Dalam perjalanan mereka melatih dan mempersiapkan tim takraw, Rizal dan Azman mengembangkan hubungan persahabatan dan saling mendukung satu sama lain. Mereka berdua berkomitmen untuk memberikan yang terbaik bagi tim dan saling membantu dalam mencapai tujuan mereka.

Melalui perjalanan mereka dalam dunia takraw, Rizal dan Azman menghadapi berbagai tantangan dan rintangan. Namun, dengan semangat dan kerja keras, mereka berusaha untuk mengatasi setiap hambatan dan meningkatkan kemampuan mereka sebagai pemain sepak takraw.

Coach Roy memutuskan untuk mengajak pasukannya, Azman, Rizal, dan Ali, untuk mengikuti ujian pilihan masuk klub sepak takraw. Namun, ketiga budak takraw tersebut merasa tidak yakin dengan kemampuan mereka dalam bermain.

Azman, Rizal, dan Ali merasa kurang percaya diri dengan kemampuan mereka dalam bermain sepak takraw. Mereka merasa bahwa mereka tidak sebaik pemain lain yang sudah lebih berpengalaman dan memiliki keterampilan yang lebih baik. Mereka khawatir bahwa mereka tidak akan mampu bersaing dengan baik dalam ujian tersebut.

Namun, Coach Roy mengingatkan mereka bahwa ujian ini adalah kesempatan untuk menguji kemampuan mereka dan belajar dari pengalaman. Ia meyakinkan mereka bahwa setiap pemain memiliki potensi dan kemampuan yang unik. Selain itu, Coach Roy berjanji akan memberikan dukungan dan bimbingan kepada mereka selama persiapan dan ujian tersebut.
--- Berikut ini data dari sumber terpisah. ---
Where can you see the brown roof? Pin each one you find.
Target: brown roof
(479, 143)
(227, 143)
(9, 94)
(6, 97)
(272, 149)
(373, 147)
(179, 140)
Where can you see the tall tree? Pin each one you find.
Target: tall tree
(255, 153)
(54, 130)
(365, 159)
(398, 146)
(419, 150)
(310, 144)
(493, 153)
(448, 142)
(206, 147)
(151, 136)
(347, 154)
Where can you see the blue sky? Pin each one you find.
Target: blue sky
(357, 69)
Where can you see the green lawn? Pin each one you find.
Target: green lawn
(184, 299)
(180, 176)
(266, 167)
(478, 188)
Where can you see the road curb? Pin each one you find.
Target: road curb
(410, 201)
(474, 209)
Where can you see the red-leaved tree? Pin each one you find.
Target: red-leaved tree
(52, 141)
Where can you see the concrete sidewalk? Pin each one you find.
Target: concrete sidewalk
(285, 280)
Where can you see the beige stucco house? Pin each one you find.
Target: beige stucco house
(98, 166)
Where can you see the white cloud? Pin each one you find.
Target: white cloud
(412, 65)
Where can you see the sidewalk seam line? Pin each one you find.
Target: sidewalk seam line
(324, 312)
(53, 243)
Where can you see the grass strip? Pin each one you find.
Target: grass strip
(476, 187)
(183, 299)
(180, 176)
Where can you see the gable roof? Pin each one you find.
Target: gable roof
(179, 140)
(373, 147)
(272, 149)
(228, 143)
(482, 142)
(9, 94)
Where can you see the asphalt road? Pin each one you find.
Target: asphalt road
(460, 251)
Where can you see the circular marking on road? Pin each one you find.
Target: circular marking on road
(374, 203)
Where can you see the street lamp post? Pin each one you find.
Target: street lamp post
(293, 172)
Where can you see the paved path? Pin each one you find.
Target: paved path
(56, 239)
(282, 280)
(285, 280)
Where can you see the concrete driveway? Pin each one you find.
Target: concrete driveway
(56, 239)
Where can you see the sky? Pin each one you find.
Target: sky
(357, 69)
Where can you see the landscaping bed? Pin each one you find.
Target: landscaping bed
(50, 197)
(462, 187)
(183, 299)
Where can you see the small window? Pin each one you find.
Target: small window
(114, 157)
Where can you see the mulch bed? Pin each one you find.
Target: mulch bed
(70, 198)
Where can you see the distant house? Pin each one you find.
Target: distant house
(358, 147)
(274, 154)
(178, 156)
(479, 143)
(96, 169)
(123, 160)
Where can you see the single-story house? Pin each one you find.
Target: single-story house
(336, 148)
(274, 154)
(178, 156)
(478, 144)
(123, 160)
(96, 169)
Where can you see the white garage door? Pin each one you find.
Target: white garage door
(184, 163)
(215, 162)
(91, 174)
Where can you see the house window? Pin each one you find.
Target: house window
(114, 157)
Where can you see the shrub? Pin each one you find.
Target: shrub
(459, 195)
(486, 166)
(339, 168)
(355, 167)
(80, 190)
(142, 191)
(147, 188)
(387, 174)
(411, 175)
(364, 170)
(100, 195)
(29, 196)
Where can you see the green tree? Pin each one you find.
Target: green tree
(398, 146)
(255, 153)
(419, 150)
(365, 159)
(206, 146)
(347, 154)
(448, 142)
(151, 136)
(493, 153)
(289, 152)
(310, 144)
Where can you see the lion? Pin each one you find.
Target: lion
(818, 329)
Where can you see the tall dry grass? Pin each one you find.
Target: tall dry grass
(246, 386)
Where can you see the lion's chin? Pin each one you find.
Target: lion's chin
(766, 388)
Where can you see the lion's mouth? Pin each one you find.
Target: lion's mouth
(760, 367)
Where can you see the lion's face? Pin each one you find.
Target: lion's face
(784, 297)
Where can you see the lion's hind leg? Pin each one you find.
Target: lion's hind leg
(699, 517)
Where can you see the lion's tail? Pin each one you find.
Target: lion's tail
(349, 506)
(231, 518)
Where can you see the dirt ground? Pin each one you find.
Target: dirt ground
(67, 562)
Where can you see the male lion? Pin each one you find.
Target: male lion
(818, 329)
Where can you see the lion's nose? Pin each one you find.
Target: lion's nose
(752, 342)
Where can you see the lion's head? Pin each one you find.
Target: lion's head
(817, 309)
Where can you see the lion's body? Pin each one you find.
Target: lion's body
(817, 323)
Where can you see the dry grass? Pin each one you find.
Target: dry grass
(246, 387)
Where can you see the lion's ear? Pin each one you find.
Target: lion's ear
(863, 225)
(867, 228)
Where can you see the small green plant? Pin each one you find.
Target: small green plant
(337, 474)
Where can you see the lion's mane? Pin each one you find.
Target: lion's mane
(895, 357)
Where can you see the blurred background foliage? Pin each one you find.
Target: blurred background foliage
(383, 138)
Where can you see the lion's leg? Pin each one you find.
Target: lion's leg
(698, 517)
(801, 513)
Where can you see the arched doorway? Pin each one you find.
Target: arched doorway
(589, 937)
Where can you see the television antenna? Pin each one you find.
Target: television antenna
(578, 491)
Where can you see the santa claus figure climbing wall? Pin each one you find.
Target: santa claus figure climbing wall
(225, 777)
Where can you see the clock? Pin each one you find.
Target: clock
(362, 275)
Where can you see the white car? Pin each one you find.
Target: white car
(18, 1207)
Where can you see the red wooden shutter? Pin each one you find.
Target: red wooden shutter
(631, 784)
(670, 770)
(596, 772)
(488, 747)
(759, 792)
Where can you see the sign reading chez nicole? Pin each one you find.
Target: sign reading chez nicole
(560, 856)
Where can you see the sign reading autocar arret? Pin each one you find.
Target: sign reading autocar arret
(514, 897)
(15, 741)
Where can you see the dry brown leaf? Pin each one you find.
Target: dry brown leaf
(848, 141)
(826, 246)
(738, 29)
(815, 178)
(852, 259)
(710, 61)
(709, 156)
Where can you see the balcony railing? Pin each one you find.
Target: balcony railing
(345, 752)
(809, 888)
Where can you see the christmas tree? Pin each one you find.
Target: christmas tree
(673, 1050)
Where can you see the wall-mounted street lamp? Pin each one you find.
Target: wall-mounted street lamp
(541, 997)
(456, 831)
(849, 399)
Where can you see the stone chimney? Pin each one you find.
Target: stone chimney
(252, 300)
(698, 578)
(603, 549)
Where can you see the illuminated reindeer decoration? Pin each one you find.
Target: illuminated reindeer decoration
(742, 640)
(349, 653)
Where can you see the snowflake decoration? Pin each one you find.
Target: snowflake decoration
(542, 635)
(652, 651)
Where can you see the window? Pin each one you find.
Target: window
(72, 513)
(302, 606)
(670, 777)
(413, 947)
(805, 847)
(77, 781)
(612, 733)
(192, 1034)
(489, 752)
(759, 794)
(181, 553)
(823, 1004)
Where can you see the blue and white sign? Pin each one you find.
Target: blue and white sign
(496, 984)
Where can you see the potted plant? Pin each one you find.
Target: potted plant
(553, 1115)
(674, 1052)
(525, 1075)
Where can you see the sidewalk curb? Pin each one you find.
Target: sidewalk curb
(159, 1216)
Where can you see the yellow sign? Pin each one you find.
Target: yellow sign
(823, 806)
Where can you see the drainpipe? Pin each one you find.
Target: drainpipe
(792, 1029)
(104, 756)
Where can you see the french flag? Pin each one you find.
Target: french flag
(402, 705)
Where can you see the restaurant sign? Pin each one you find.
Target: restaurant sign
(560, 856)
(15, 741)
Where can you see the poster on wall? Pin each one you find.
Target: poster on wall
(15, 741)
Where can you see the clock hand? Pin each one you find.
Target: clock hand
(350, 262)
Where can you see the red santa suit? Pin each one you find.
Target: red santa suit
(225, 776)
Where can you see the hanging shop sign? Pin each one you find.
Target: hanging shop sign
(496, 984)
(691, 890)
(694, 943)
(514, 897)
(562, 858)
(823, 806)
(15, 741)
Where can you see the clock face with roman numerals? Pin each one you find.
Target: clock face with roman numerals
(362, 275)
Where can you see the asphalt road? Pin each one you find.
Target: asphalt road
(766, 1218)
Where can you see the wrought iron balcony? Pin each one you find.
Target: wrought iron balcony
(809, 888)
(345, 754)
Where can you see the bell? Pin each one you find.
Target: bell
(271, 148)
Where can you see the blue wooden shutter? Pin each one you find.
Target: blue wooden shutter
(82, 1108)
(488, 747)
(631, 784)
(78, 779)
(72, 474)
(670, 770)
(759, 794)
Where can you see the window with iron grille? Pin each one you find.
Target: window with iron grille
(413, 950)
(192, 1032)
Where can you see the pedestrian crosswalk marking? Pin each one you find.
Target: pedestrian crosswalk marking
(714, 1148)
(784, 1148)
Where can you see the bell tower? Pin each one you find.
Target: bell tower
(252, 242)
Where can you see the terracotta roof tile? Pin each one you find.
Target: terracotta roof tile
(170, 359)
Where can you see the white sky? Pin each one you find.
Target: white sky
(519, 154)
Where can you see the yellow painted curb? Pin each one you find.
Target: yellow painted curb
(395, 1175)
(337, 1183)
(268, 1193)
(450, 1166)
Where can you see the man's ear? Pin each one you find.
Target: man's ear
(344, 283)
Azman, Rizal, dan Ali mulai merasa lebih percaya diri setelah mendengar kata-kata dorongan dari Coach Roy. Mereka menyadari bahwa mereka memiliki kesempatan untuk tumbuh dan berkembang dalam permainan sepak takraw. Dengan semangat baru, mereka berkomitmen untuk bekerja keras, melatih keterampilan mereka, dan memberikan yang terbaik dalam ujian tersebut.

Meskipun masih ada keraguan, Azman, Rizal, dan Ali memutuskan untuk menghadapi tantangan dengan tekad yang kuat. Mereka siap mengambil peluang ini untuk meningkatkan kemampuan mereka dalam bermain sepak takraw dan membuktikan bahwa mereka juga dapat menjadi pemain yang hebat.

Dalam perjalanan mereka menuju ujian pilihan kelab sepak takraw, mereka belajar untuk mengatasi ketakutan dan mengandalkan kerja keras serta semangat juang. Mereka menyadari bahwa kemampuan tidak datang dengan instan, tetapi dapat dikembangkan melalui latihan dan pengalaman. Dengan sikap positif dan dedikasi, Azman, Rizal, dan Ali siap untuk menghadapi ujian dan menggapai impian mereka dalam dunia sepak takraw.

Drama “Budak Takraw” di TV2 Live Malaysia mengisahkan tentang perjuangan dan semangat anak-anak muda dalam mencapai impian mereka melalui olahraga sepak takraw. Ini adalah kisah tentang persahabatan, keberanian, dan tekad untuk meraih kejayaan.